Each uptake pattern was derived from the partial volume-corrected florbetapir means of 46 bilateral Freesurfer-defined brain regions. We fit an Infinite Gaussian Mixture Model (IGMM) to uptake patterns calculated from 1067 baseline florbetapir PET scans in the Alzheimer’s Disease Neuroimaging Initiative (ADNI) database, belonging to 368 Cognitively Normal (CN), 304 Early Cognitive Impairment (EMCI), 250 Late Cognitive Impairment (LMCI), and 144 Alzheimer’s Disease (AD) subjects. The IGMM clustered scans into 16 uptake patterns, each representing a distinct regional profile. We tested the efficacy of uptake patterns as predictors of longitudinal amyloid accumulation in normal and MCI subjects by fitting linear regression models to annualized amyloid change, as measured by cortical summary SUVR using a composite reference region (whole cerebellum, brainstem/pons, and subcortical WM).
We examined cortical summary SUVRs for the 14 baseline florbetapir patterns with at least 2 members.
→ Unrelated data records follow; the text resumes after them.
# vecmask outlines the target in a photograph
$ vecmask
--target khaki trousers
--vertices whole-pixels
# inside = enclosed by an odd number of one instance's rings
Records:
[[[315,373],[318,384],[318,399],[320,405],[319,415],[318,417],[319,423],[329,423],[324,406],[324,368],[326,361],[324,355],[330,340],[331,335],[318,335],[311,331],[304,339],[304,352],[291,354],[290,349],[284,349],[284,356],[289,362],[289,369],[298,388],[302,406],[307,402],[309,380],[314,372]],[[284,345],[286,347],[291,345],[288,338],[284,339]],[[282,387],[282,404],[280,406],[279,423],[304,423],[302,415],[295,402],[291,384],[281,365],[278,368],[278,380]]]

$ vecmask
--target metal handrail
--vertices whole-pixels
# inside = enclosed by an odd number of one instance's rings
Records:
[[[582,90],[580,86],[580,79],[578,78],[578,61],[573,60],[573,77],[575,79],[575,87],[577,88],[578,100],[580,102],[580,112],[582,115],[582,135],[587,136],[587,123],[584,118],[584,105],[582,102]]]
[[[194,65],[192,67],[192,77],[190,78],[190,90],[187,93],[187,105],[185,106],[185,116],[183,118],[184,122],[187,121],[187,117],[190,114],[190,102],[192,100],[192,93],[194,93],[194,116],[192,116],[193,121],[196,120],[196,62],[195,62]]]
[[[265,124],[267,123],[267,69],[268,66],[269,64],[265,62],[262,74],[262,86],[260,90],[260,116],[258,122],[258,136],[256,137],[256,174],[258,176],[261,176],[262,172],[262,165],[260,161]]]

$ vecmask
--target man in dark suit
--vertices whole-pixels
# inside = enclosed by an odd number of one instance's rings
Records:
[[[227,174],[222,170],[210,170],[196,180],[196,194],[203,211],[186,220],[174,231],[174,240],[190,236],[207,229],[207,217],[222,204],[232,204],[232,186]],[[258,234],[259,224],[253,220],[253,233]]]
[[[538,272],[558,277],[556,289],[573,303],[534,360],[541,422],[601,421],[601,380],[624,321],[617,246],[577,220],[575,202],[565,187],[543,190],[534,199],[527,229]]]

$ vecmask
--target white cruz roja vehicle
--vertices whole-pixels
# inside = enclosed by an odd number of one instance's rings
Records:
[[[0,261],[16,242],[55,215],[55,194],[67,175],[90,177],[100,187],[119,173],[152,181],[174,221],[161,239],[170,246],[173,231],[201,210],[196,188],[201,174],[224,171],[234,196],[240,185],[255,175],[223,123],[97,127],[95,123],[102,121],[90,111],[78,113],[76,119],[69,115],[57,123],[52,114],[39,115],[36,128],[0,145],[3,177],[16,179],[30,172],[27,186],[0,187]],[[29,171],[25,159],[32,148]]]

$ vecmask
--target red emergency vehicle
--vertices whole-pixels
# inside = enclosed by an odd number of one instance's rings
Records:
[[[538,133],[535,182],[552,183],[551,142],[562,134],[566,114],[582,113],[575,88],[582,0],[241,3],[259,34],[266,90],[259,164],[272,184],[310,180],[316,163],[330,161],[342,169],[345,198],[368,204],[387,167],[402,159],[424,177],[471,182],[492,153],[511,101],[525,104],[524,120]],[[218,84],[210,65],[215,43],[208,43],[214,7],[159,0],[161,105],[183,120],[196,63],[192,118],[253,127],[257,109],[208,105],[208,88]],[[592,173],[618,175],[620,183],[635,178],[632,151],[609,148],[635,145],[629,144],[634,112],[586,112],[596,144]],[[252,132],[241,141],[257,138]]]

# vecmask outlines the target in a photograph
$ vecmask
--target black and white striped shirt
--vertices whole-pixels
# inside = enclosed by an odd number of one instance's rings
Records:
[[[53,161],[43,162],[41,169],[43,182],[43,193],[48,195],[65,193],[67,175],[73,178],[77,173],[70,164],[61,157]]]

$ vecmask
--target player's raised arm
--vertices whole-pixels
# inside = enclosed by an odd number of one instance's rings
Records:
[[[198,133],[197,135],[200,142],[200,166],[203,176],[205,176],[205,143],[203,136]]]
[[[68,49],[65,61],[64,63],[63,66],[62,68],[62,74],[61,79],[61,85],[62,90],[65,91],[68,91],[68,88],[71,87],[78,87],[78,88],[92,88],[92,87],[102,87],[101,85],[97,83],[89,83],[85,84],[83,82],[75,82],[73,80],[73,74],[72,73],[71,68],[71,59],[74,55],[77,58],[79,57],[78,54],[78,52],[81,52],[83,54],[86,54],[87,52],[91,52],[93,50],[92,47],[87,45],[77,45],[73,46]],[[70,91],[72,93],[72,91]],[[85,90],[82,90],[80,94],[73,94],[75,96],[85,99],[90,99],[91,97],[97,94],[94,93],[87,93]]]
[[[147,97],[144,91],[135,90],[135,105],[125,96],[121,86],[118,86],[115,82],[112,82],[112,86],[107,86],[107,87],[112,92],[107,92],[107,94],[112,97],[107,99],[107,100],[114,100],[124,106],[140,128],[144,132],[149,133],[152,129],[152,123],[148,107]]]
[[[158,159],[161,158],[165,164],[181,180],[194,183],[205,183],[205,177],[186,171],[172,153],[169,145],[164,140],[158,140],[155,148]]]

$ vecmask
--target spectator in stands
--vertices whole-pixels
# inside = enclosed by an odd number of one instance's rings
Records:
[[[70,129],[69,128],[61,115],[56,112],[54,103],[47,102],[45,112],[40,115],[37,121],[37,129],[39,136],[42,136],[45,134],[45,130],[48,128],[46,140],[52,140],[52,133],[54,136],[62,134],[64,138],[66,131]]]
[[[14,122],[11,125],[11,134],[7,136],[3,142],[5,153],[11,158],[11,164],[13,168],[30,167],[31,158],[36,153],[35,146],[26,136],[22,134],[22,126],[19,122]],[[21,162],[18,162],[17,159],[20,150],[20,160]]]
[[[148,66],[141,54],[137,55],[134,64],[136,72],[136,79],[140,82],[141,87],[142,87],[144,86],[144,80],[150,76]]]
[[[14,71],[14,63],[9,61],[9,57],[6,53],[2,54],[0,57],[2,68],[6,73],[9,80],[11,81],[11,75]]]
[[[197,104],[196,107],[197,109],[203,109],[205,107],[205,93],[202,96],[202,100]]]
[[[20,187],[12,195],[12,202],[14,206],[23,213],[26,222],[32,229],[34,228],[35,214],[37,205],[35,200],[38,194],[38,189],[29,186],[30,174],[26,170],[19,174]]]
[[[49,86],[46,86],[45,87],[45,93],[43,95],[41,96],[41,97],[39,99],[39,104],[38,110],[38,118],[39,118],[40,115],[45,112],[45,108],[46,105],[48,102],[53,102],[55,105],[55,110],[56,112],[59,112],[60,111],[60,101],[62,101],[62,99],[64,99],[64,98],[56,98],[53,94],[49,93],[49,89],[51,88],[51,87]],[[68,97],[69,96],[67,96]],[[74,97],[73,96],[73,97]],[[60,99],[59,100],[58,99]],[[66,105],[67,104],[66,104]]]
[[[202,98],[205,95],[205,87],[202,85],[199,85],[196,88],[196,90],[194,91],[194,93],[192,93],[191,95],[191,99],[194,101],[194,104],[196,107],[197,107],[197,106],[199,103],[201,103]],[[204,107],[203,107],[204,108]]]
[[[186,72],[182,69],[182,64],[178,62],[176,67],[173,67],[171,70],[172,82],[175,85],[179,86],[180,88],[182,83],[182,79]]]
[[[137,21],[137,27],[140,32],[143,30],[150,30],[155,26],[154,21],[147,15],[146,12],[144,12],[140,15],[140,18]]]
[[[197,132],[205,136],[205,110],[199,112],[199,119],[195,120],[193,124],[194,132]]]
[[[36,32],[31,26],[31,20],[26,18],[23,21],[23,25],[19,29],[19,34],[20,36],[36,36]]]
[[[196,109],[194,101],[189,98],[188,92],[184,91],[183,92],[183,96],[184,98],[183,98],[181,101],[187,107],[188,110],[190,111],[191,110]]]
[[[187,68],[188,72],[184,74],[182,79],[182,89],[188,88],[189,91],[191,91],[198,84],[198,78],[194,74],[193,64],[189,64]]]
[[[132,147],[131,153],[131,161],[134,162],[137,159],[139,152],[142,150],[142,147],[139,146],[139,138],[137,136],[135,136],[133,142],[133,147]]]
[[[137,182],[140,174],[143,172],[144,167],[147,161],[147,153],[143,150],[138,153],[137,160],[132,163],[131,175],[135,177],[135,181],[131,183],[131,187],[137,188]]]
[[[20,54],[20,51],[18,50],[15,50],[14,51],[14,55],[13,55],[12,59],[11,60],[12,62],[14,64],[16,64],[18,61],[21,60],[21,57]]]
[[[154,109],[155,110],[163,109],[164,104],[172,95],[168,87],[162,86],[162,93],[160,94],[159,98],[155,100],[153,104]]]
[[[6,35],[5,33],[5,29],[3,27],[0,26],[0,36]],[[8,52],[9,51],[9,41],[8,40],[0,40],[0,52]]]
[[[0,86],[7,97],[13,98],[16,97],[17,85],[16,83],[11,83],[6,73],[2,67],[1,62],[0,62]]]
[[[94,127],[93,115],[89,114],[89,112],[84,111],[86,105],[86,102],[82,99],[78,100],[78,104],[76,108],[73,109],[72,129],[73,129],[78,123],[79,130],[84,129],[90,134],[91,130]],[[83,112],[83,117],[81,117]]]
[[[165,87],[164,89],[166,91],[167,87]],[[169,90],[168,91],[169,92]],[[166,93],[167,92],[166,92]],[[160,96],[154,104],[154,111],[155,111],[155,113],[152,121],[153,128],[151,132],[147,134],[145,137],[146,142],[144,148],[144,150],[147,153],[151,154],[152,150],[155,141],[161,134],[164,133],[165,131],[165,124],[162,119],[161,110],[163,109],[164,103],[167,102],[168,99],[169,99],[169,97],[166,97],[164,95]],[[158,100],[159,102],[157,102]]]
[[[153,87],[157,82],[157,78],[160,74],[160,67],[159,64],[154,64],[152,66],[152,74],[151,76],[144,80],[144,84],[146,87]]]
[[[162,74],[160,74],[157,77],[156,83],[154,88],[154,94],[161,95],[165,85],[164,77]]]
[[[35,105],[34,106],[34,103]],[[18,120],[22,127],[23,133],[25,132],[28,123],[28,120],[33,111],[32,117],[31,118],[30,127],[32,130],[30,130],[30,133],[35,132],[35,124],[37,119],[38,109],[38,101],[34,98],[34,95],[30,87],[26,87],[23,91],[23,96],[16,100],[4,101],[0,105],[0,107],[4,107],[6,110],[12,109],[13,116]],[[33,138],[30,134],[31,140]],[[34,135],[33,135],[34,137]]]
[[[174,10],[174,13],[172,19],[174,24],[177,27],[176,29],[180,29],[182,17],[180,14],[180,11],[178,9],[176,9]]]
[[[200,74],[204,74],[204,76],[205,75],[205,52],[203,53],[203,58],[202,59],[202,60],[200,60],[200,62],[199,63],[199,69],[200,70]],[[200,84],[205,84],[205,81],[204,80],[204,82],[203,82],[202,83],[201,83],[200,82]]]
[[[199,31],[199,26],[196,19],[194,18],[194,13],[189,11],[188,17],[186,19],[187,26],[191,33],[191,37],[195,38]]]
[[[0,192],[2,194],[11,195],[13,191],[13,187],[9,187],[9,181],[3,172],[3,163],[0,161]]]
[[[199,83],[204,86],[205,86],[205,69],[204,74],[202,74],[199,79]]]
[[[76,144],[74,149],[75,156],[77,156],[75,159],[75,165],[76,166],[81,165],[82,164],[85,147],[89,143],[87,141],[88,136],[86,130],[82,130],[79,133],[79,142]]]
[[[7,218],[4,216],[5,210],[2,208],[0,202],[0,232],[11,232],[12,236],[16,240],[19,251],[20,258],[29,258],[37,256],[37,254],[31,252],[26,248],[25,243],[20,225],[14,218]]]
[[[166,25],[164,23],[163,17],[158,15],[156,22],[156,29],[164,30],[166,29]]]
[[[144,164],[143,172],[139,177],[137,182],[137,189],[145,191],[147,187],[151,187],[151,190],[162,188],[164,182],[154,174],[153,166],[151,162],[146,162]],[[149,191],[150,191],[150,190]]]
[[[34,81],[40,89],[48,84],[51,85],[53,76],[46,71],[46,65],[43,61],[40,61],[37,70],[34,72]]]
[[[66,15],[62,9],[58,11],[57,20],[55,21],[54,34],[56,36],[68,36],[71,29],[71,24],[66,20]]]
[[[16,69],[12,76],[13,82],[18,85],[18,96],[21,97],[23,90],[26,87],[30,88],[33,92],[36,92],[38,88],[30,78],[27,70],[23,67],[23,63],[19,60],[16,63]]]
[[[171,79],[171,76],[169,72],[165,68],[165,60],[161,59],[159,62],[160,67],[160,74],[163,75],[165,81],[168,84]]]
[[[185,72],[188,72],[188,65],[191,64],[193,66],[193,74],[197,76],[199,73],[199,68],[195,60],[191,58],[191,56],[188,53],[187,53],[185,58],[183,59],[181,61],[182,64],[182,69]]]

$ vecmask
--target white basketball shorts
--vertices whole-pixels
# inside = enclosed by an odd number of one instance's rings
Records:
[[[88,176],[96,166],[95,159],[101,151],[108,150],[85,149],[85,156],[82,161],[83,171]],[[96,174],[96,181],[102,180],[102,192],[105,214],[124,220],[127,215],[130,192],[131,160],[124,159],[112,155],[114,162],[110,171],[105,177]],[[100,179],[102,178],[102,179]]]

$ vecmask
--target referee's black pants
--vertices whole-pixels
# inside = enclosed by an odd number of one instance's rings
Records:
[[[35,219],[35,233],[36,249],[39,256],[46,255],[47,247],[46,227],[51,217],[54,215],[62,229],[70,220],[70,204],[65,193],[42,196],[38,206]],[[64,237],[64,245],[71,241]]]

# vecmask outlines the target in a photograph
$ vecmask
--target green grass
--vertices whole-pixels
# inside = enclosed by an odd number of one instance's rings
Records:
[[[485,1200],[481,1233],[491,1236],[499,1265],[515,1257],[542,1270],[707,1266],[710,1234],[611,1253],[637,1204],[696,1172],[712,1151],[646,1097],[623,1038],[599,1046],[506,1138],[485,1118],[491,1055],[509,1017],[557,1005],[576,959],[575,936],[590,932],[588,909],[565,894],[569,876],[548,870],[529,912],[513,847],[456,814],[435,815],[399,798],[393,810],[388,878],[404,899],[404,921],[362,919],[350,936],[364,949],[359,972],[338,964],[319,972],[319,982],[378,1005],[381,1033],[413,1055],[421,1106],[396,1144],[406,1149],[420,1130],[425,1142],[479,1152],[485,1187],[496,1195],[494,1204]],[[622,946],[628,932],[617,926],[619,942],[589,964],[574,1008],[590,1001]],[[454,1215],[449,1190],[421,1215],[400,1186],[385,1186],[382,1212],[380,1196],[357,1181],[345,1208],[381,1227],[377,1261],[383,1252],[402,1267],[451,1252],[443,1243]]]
Applying a previously-validated positivity threshold revealed that 5 patterns were expressed predominantly by florbetapir- subjects, 3 patterns by a combination of florbetapir- and florbetapir+ subjects, and 6 by florbetapir+ subjects. Low-SUVR patterns exhibit dominant uptake in cerebral and cerebellar WM, while high-SUVR patterns are dominated by the frontal, parietal, and cingulate cortices (Fig 1). Linear regression analyses revealed that increased probability of membership in several uptake patterns was associated with subsequent amyloid change, even after correcting for baseline cortical summary SUVR and other demographic variables (Fig 2). 3 uptake patterns predicted relative increases of 0.01 to 0.02 SUVR/year, while one uptake pattern predicted a relative decrease of 0.02 SUVR/year.
These findings suggest that expression of specific uptake patterns provides predictive information about amyloid accumulation that is not available using global amyloid measures, and which would aid in identifying subsets of individuals at higher risk of accelerated accumulation.